The human rights aspects of these potential new developments in cyber-warfare are obviously an important question that will need to be addressed. In addition to international humanitarian law, whenever it is pertinent, we must insist that human rights norms and obligations must apply wherever a government’s actions deliberately target essential human rights-related services — such as health-care facilities, educational capacities, or energy services necessary for safe housing — and also whenever targets could endanger the right to health or the right to life. Moreover, if governments do not exercise due diligence, and take reasonable steps to protect against attacks by third parties, human rights standards must also have a strong protective role to play.
Regarding cyber-crime and cyber-security, the notion of security must include not just the security of assets and of the cyber-environment, but also protection of users and subjects. Human rights must be protected both from cyber-crime and from abusive enforcement. All measures carried out in the context of cyber-crime and cyber-security must be undertaken in full conformity with international human rights standards, including those applicable to freedoms of expression, information, opinion, association, privacy rights, the dissemination of hate speech, racism and xenophobia, child pornography and abuse, and trafficking in persons.

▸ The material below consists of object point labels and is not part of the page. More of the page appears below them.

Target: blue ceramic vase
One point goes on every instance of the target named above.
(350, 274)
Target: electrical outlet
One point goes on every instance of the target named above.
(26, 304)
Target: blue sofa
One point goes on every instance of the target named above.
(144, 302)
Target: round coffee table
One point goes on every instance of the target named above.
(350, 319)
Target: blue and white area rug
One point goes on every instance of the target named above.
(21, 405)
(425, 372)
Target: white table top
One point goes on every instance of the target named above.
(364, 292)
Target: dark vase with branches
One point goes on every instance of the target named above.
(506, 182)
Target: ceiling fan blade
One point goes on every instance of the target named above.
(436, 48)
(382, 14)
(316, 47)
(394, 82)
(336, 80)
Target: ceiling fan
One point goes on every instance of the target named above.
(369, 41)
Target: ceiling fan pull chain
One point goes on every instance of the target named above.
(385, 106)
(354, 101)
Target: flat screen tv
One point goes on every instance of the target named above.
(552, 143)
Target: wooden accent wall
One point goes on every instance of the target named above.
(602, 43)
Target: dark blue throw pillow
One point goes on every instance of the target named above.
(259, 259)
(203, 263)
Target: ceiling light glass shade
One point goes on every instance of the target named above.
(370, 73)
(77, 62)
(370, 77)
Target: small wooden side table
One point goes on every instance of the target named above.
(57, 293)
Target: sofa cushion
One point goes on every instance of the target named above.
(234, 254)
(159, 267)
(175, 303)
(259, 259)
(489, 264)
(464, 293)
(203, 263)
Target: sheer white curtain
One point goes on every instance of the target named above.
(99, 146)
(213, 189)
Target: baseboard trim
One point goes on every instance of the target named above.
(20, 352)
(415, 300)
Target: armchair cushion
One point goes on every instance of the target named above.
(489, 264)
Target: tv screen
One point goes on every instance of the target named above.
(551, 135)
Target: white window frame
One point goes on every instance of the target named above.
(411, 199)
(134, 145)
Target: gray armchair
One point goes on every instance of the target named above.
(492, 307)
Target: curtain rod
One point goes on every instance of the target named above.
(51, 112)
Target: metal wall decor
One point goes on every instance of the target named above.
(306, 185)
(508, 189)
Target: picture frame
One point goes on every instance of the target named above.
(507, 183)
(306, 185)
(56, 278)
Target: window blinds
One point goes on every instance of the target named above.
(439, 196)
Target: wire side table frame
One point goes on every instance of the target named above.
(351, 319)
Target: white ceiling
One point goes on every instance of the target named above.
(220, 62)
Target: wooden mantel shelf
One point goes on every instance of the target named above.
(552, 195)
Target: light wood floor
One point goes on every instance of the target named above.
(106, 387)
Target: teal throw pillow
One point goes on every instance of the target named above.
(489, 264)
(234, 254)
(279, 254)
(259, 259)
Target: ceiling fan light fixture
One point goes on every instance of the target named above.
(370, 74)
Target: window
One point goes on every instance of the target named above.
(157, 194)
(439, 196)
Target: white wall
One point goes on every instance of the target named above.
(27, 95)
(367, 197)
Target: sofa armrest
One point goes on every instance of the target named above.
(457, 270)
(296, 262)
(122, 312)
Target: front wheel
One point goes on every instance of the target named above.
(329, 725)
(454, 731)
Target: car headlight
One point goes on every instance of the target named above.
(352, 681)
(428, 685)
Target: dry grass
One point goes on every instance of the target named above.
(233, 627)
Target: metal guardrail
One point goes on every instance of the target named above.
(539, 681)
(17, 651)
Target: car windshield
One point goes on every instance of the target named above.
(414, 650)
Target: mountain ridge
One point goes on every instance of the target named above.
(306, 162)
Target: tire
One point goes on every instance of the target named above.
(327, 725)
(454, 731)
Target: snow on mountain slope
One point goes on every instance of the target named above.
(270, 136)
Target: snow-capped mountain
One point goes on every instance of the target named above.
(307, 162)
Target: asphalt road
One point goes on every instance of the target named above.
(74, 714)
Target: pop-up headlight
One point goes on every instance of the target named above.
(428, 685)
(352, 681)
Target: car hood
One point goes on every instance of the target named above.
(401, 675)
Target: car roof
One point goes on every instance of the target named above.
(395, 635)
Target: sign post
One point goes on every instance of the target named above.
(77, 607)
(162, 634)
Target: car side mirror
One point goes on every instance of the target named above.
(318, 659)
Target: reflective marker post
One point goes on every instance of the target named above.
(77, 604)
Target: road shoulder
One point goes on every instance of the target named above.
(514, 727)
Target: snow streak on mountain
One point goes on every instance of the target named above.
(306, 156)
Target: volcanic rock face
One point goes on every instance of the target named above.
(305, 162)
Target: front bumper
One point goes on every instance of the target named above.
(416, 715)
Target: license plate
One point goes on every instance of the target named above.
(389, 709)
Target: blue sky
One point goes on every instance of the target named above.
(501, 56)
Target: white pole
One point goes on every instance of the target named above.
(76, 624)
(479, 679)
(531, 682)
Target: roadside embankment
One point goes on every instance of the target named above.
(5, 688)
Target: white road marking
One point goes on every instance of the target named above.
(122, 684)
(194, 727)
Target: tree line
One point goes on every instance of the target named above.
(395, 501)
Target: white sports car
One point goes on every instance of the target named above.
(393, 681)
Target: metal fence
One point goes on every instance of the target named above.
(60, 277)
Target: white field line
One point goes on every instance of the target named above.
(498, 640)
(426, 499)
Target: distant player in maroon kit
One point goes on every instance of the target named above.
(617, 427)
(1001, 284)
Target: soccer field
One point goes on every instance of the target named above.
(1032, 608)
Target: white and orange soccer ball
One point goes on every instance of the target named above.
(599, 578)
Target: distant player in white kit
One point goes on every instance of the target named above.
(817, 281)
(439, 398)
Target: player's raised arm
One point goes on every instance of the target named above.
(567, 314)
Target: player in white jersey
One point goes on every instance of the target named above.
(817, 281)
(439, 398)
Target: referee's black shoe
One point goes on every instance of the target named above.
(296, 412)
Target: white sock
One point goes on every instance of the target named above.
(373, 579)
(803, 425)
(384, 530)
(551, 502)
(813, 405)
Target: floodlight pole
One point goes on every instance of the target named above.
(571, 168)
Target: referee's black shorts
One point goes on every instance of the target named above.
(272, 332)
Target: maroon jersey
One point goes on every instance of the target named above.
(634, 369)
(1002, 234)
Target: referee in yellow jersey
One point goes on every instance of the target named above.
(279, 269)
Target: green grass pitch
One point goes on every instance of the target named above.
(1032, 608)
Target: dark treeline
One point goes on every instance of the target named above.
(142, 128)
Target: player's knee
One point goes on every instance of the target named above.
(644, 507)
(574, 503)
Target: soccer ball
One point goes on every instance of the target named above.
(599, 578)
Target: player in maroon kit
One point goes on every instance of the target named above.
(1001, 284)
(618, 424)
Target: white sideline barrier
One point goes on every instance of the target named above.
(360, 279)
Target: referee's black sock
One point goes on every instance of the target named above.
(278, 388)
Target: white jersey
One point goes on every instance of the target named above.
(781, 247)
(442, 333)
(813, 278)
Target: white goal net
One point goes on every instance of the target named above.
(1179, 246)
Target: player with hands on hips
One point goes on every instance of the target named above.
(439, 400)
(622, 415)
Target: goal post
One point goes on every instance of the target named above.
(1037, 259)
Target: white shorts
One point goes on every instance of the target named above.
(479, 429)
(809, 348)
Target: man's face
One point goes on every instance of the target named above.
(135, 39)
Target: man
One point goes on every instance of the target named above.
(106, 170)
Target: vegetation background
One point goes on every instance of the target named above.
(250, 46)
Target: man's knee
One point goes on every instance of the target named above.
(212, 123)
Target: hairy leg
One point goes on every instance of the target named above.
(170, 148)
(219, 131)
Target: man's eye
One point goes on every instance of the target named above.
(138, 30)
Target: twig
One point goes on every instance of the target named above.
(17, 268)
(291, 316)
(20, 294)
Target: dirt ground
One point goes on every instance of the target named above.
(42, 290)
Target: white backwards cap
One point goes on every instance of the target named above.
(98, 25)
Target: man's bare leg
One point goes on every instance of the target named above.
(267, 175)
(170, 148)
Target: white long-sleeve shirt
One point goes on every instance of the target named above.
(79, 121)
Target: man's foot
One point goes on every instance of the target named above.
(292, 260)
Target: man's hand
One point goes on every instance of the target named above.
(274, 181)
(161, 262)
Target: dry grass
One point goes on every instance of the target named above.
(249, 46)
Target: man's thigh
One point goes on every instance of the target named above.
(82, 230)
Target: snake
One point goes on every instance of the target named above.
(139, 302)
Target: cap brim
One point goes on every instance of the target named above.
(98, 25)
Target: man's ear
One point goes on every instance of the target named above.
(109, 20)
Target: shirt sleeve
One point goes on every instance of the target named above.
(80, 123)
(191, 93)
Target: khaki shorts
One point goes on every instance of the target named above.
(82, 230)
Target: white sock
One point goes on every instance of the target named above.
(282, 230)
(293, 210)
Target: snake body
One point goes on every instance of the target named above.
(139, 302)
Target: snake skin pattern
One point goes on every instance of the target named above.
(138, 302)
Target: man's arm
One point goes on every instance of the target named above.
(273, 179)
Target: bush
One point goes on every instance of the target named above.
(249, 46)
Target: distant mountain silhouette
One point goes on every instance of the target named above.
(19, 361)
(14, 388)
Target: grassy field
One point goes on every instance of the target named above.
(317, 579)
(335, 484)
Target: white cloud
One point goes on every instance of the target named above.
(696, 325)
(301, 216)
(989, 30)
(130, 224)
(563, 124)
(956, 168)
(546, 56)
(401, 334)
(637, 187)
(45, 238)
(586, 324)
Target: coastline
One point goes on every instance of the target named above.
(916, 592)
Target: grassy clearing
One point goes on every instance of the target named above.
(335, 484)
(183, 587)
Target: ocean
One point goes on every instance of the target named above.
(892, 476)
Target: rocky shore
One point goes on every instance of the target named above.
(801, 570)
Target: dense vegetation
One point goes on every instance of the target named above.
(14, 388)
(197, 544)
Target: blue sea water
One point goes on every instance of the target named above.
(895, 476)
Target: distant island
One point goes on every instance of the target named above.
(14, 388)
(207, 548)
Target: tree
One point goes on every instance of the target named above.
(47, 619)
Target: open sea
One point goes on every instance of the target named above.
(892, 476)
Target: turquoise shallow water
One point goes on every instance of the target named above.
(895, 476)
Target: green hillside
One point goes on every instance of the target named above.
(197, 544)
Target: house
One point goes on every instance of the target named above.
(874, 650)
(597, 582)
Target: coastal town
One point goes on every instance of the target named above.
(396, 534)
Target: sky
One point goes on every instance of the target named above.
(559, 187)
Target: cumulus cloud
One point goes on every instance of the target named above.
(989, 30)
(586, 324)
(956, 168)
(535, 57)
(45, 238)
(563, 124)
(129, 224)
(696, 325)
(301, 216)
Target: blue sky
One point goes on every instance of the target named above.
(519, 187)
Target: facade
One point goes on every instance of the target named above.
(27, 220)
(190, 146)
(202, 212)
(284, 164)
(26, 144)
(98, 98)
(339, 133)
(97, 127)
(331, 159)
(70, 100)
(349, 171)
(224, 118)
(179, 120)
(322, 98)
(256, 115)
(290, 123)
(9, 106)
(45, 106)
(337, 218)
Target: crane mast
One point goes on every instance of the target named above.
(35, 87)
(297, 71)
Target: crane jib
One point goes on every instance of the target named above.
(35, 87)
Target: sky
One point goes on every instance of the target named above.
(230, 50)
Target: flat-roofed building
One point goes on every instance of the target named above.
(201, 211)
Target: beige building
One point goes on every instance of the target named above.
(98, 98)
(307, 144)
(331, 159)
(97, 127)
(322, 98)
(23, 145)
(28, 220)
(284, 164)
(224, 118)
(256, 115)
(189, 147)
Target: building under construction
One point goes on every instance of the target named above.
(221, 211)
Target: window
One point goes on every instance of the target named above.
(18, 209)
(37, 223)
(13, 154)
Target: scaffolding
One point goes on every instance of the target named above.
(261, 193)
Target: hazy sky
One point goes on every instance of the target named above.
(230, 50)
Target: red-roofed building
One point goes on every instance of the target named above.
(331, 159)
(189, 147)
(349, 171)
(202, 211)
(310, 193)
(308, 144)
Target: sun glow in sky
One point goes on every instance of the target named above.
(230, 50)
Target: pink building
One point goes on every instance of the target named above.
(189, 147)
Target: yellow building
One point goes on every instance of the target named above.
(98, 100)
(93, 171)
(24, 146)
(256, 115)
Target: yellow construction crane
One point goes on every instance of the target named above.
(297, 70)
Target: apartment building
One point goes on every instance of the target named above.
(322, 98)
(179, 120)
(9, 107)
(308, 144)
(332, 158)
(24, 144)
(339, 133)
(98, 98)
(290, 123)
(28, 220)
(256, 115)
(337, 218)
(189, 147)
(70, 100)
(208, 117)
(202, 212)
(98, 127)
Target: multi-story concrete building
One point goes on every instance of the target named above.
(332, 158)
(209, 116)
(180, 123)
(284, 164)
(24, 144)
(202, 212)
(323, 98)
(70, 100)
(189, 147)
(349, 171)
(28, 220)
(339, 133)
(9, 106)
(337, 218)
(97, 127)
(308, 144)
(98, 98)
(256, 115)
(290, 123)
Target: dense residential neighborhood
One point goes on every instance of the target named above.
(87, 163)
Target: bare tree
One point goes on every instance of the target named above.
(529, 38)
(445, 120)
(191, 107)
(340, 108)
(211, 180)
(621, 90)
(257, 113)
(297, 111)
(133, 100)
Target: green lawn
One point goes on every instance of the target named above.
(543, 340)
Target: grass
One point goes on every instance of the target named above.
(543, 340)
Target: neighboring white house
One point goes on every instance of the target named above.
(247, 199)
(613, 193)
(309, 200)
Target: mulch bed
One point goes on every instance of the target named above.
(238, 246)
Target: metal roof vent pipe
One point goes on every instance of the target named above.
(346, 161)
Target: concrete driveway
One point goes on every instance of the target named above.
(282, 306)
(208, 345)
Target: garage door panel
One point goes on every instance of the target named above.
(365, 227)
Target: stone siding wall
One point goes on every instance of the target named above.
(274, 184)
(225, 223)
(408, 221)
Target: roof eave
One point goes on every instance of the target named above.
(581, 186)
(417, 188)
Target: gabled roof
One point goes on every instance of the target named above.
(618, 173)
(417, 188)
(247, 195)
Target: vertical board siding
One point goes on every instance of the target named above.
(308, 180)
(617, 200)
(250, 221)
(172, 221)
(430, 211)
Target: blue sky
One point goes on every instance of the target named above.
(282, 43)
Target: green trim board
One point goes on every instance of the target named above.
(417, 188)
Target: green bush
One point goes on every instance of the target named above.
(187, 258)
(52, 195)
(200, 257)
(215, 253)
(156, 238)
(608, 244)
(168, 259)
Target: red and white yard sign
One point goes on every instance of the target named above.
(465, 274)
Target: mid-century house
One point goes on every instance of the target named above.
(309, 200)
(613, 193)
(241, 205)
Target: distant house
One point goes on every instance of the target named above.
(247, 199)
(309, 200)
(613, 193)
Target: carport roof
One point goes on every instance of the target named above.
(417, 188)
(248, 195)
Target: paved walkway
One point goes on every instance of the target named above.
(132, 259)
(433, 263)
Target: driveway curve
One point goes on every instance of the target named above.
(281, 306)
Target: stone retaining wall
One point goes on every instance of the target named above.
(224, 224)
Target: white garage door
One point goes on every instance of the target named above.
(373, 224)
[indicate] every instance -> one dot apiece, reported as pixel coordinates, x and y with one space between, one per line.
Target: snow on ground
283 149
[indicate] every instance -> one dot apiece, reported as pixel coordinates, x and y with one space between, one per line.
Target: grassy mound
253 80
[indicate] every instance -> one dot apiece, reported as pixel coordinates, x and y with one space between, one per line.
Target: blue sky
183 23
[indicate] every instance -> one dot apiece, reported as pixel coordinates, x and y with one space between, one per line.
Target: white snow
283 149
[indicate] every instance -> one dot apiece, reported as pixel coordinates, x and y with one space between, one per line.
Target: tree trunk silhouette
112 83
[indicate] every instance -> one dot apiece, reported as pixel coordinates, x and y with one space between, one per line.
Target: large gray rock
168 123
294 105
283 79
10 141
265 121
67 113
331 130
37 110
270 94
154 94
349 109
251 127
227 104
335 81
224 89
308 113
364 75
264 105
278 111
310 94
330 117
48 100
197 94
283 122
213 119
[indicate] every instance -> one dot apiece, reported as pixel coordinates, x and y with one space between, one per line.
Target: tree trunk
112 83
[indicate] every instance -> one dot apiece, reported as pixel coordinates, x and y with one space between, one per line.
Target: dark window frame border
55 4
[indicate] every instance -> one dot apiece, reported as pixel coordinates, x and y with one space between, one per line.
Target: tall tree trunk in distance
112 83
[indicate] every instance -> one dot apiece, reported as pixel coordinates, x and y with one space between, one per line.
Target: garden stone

From this rapid tour of some of the human rights challenges that have already been raised by our new online environment, we can see that there is no reason to suppose that the Internet will spontaneously evolve to become any more ethical than the “real” world. And there is also no reason why the rules of behaviour should be different on line than off line.
But bringing the rule of law to cyberspace may be an arduous enterprise. Certainly it will involve a number of actors, including non-governmental bodies. And paradoxically —although I have emphasized that the Internet should be considered a space of freedom of expression — that effort will include restricting certain types of information or expression that may be found online.
International law, as we’ve seen, prohibits certain kinds of expression in order to respect the rights of others. They include direct and public incitement to commit genocide, as well as advocacy of national, racial or religious hatred that constitutes incitement to discrimination, hostility or violence. The prohibition on child pornography is another example.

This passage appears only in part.